Now for those of you who are concerned about me and worry as to how I could possibly survive without Wing Dings, please rest easy, for I will eventually find a gas station deli that fixes their wings just the way I like em. I would like to ask however, that if you have a spare moment, you might want to say a prayer for the poor cashier that checked us out, I’m sure she’d appreciate it. Turns out that I wasn’t the only one that was disappointed in our shopping experience and wondering what the world was coming to. By the time we got home, someone else had gotten in her fair share of whining too. Now while Beth may not share my affinity for Wing Dings, she did seem to have a few pet peeves when it came to bagging her groceries, along with a few choice words for the poor cashier that did the baggin.

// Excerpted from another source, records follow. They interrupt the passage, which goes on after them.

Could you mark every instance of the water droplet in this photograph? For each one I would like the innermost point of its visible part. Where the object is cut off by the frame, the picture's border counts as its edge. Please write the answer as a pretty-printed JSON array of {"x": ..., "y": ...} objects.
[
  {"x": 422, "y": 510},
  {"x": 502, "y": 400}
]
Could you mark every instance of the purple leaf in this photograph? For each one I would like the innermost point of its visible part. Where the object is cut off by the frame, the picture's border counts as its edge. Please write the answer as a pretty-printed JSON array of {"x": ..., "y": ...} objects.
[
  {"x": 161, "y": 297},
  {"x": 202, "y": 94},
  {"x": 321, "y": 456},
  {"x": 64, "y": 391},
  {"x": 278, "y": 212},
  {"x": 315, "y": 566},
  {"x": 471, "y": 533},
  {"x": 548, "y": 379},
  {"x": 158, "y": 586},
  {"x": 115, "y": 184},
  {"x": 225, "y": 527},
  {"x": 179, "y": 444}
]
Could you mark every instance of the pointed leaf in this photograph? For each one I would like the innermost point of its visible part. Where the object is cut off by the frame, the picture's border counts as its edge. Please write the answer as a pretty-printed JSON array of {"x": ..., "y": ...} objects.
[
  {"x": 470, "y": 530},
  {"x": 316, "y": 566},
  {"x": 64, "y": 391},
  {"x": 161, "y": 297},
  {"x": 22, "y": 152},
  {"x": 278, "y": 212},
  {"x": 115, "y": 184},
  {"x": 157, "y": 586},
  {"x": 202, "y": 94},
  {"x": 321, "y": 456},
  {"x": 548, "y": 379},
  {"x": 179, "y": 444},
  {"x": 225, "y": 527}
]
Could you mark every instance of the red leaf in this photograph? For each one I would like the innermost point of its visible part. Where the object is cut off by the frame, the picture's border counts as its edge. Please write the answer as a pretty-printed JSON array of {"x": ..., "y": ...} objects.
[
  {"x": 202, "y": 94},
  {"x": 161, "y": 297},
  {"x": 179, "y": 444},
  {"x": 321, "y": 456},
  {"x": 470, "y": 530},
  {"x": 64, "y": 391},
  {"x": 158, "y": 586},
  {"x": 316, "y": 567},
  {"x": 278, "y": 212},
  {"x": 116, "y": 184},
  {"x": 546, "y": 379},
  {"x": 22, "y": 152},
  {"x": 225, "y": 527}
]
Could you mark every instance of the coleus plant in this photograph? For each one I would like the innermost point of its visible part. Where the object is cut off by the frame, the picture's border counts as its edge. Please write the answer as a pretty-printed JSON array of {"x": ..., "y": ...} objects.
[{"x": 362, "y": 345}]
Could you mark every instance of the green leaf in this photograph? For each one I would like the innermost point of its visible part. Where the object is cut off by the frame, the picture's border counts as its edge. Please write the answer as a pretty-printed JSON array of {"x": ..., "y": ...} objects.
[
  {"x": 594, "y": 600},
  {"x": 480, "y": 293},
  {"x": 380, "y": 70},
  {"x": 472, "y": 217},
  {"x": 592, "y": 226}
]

She seemed genuinely surprised that the cashier had placed our toothpaste in the same bag with all our cleaning supplies, which included a bottle of liquid bleach. I guess it takes a lot more than bagging bleach and toothpaste together to shock me nowadays, especially when the bagger is from the same generation that’s eating Tide Pods. I can see the new ad campaign now;
“Are you looking for a mouthwash that delivers Whiter Teeth and a Brighter Smile, give Clorox a try. (Also kills germs known to cause bad breath)”.

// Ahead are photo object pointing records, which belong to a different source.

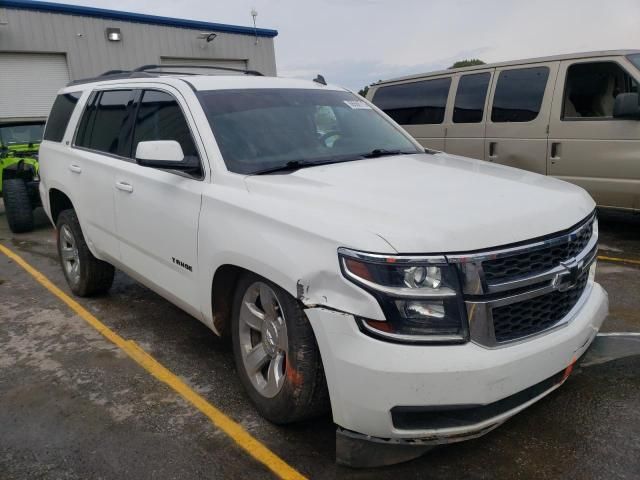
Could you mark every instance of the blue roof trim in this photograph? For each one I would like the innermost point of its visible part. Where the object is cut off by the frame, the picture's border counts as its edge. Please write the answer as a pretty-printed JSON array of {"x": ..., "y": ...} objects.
[{"x": 134, "y": 17}]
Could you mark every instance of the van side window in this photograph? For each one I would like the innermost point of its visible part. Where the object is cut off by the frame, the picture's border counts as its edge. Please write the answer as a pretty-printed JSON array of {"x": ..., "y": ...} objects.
[
  {"x": 103, "y": 121},
  {"x": 519, "y": 93},
  {"x": 591, "y": 89},
  {"x": 470, "y": 97},
  {"x": 60, "y": 114},
  {"x": 415, "y": 103},
  {"x": 160, "y": 118}
]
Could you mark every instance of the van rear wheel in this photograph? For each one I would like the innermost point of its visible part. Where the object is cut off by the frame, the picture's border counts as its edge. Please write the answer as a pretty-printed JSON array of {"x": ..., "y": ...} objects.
[
  {"x": 85, "y": 274},
  {"x": 276, "y": 354}
]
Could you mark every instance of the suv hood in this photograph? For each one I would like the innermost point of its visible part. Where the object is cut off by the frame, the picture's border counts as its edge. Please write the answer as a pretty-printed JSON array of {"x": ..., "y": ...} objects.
[{"x": 427, "y": 203}]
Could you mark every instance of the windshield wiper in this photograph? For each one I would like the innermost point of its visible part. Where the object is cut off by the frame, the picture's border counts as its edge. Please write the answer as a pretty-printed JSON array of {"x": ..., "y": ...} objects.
[
  {"x": 382, "y": 152},
  {"x": 292, "y": 166}
]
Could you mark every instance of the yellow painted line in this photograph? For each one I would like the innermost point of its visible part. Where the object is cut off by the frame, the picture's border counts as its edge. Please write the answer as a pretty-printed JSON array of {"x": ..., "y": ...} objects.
[
  {"x": 234, "y": 430},
  {"x": 618, "y": 260}
]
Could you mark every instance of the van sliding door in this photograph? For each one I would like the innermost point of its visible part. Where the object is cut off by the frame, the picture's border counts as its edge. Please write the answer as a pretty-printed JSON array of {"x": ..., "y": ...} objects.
[
  {"x": 518, "y": 121},
  {"x": 419, "y": 106},
  {"x": 465, "y": 122},
  {"x": 588, "y": 146}
]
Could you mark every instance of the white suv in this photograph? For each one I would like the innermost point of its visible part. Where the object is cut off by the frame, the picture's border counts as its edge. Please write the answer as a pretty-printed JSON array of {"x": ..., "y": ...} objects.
[{"x": 429, "y": 297}]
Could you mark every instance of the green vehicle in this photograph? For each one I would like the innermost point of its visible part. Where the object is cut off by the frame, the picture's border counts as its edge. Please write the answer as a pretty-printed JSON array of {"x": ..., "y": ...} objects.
[{"x": 19, "y": 144}]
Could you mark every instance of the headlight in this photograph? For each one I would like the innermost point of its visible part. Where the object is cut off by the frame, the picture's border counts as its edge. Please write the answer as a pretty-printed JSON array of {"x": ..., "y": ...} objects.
[{"x": 420, "y": 296}]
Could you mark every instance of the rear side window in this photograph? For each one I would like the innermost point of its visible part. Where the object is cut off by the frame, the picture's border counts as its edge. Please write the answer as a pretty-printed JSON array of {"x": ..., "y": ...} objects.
[
  {"x": 470, "y": 98},
  {"x": 102, "y": 125},
  {"x": 519, "y": 94},
  {"x": 60, "y": 115},
  {"x": 415, "y": 103},
  {"x": 160, "y": 118},
  {"x": 591, "y": 89}
]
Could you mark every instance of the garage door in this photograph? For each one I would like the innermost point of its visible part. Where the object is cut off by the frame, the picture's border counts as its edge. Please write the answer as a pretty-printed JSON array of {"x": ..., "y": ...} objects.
[
  {"x": 240, "y": 64},
  {"x": 29, "y": 83}
]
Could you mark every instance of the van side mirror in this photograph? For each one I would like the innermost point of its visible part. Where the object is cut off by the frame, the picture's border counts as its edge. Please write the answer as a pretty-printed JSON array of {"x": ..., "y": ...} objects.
[
  {"x": 164, "y": 154},
  {"x": 627, "y": 105}
]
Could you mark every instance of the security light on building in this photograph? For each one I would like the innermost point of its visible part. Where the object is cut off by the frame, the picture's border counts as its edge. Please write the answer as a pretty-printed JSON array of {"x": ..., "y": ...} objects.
[{"x": 44, "y": 46}]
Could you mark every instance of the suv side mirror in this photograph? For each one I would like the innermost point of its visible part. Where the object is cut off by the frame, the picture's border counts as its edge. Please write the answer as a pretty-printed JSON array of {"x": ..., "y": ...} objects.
[
  {"x": 627, "y": 106},
  {"x": 164, "y": 154}
]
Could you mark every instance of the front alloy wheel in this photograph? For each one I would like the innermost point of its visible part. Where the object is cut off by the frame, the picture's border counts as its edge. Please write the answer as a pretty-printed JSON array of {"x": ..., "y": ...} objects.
[
  {"x": 263, "y": 339},
  {"x": 276, "y": 354}
]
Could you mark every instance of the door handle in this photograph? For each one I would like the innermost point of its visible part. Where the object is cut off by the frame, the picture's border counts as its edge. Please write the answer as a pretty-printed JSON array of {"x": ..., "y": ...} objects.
[
  {"x": 124, "y": 186},
  {"x": 493, "y": 151},
  {"x": 555, "y": 152}
]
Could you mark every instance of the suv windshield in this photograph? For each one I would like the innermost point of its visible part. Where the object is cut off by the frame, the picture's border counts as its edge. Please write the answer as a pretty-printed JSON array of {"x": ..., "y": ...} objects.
[
  {"x": 21, "y": 134},
  {"x": 635, "y": 59},
  {"x": 259, "y": 130}
]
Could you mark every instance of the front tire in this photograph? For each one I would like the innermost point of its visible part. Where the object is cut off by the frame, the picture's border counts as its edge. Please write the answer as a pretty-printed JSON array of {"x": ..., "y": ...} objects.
[
  {"x": 85, "y": 274},
  {"x": 17, "y": 205},
  {"x": 276, "y": 354}
]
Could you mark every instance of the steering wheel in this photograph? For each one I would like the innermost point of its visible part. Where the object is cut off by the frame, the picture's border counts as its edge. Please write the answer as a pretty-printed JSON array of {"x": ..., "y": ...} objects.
[{"x": 328, "y": 135}]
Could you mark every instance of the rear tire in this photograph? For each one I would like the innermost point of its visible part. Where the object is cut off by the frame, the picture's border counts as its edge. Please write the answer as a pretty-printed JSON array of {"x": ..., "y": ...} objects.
[
  {"x": 85, "y": 274},
  {"x": 300, "y": 390},
  {"x": 17, "y": 205}
]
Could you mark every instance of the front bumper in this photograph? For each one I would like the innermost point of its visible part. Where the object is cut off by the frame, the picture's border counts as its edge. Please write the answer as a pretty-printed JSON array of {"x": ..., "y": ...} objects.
[{"x": 368, "y": 378}]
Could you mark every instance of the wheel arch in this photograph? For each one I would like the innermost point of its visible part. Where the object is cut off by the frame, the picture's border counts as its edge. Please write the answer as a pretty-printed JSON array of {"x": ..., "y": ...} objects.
[
  {"x": 58, "y": 202},
  {"x": 223, "y": 285}
]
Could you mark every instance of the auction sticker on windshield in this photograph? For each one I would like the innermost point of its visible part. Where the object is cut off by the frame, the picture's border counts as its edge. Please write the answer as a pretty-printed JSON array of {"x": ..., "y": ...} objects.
[{"x": 357, "y": 104}]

Beth also took issue with the fact that the cashier bagged our raw sausage and fresh mixed greens together. It’s doing crazy things like this that can often lead to deadly cross contamination. Now don’t get me wrong, I’m not saying that the young lady didn’t provide us with any food safety precautions, I mean, at least she did have the decency to place the two items in one of them there “blue bags” so as we would know that what was inside would need to be refrigerated once we got home. Let’s face it, at some point the consumer has to accept some modicum (limited amount for those of you from Iron-Duff) of responsibility for their own food safety. We’ve all heard those stories about families getting sick from their own cooking, and how it could’ve easily been prevented had they’ve simply followed some sound sanitation and hygiene practices when working in the kitchen. Lets take my sausage and mixed greens issue for example. By me merely selecting the proper utensils, this young cashiers bagging faux pas poses no health risk to me or my family whatsoever. I simply start my preparation by grabbing a cast iron skillet out from underneath the stove. Next, I turn one of the big stove eyes to medium-high (6-7). To prevent any sticking, I recommend that you allow the skillet to warm for 2-3 minutes, just long enough so that you can feel the heat coming up from the skillet when you wave your hand over it but not so long that it’ll burn your fingers when you touch it. Once properly pre-heated, throw that sausage in the pan and cook it until its browned on both sides yet still greasy in the middle. The browning of the outside of the sausage is the most important step, as it ensures that the pan was hot enough to burn off any germs that the sausage might have picked up from touching them nasty greens.
If you have a chance to go visit the new Food Lion, I recommend you wait a few days. If all goes well it will stop raining, they will add some awnings, and if my call to action goes well, they’ll have Wing Dings back on the shelf before March Madness begins.